TCP Global is a small, flexible, RPCV-run volunteer effort to improve economic opportunities in marginalized communities.  Born at the peak of internal displacement in Colombia in 2000, TCP Global focuses on service to small, remote or otherwise marginalized communities that too often remain beyond the reach of major aid efforts. It currently supports 76 loan programs in fourteen countries and expands primarily through recommendations from RPCVs.

TCP Global is on the brink of opening its first micro-loan programs to serve refugees. Funds are in the bank in Uganda.  Innocent Ajaga, founder and head of Care Community Education Center (CCEDUC), which will oversee the programs, completed the 12-hour bus ride to Kampala to sign papers and has selected two Women’s Village Savings and Loan Associations (VSLAs) in the refugee camp to administer the loans. All that is needed is final approval from the Office of the Prime Minister of Uganda for CCEDUC to work in the BidiBidi Refugee camp, one of the world’s largest such camps.

There is a lesson here. CCEDUC recently conducted a survey of 36 households (10%) in its home-base in Odropi, fifteen kilometers from BidiBidi.

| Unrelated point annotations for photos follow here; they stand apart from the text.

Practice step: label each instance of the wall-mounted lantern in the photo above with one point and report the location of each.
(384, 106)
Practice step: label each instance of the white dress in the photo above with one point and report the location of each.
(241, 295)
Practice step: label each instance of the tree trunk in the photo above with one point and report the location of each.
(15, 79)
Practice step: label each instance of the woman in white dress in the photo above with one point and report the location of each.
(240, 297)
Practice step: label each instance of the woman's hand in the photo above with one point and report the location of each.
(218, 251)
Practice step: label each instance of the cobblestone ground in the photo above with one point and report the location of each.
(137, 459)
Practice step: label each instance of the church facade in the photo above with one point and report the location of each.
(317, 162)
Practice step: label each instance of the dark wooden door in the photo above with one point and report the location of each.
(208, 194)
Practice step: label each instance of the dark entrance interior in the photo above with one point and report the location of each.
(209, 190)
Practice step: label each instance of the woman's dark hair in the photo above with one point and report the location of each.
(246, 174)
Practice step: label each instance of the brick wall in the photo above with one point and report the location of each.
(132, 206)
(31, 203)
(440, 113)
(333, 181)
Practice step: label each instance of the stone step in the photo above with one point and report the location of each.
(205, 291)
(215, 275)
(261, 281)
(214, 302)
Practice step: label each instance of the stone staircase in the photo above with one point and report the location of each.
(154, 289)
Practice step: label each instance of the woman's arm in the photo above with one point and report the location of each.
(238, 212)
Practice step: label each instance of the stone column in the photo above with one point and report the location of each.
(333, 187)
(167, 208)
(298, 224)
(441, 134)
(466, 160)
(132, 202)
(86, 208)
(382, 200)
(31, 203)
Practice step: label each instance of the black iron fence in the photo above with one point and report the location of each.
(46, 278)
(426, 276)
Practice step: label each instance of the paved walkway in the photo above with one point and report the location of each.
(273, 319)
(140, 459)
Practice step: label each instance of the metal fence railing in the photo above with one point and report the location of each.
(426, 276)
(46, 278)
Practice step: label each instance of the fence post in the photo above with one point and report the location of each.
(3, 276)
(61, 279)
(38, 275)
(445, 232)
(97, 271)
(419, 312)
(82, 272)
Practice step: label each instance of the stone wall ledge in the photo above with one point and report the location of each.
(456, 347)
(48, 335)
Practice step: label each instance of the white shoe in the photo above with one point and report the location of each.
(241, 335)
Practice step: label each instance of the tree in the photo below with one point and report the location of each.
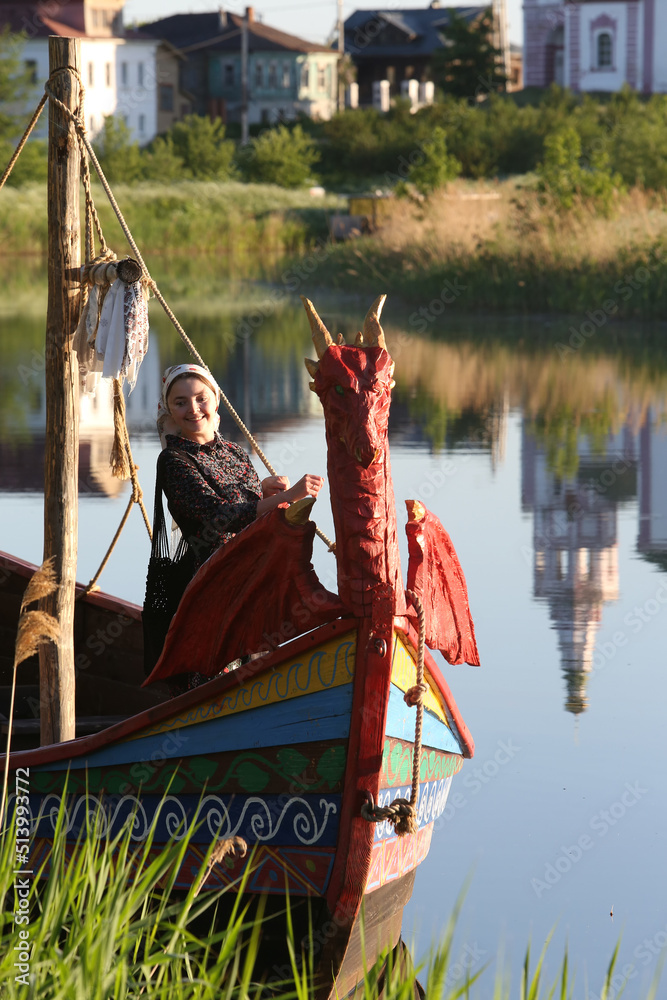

They learned 27 have no latrine, 97% say their water source (river, unprotected well or stream) dries up at least once a month. The average household spends 10% of its $796 annual income treating diarrhea and even more treating malaria. CCEDUC oversees twelve VSLAs working to improve economic conditions in Odropi, and after losing most of the men during eighteen years of war, there are plenty of challenges in Odropi, but not enough to justify ignoring Sudanese refugees nearby.

Since many VSLAs lack an international bank account and the ability to send excel reports, CCEDUC handles those functions while the women run the loan programs. Like the two in the refugee camp, the VSLAs have over a year of experience managing loan programs funded by their combined savings. They were looking for additional loan capital when CCEDUC introduced them to RPCV Chris Roesel. Fresh from his Uganda trip, Chris then met Helene Dudley of TCP Global at Shriver Circle Weekend. CCEDUC signed an agreement with TCP Global in March and two VSLAs issued their first loans on Mother’s Day, 2020.

Donations to support TCP Global are made through the National Peace Corps Association which serves as the fiscal agent.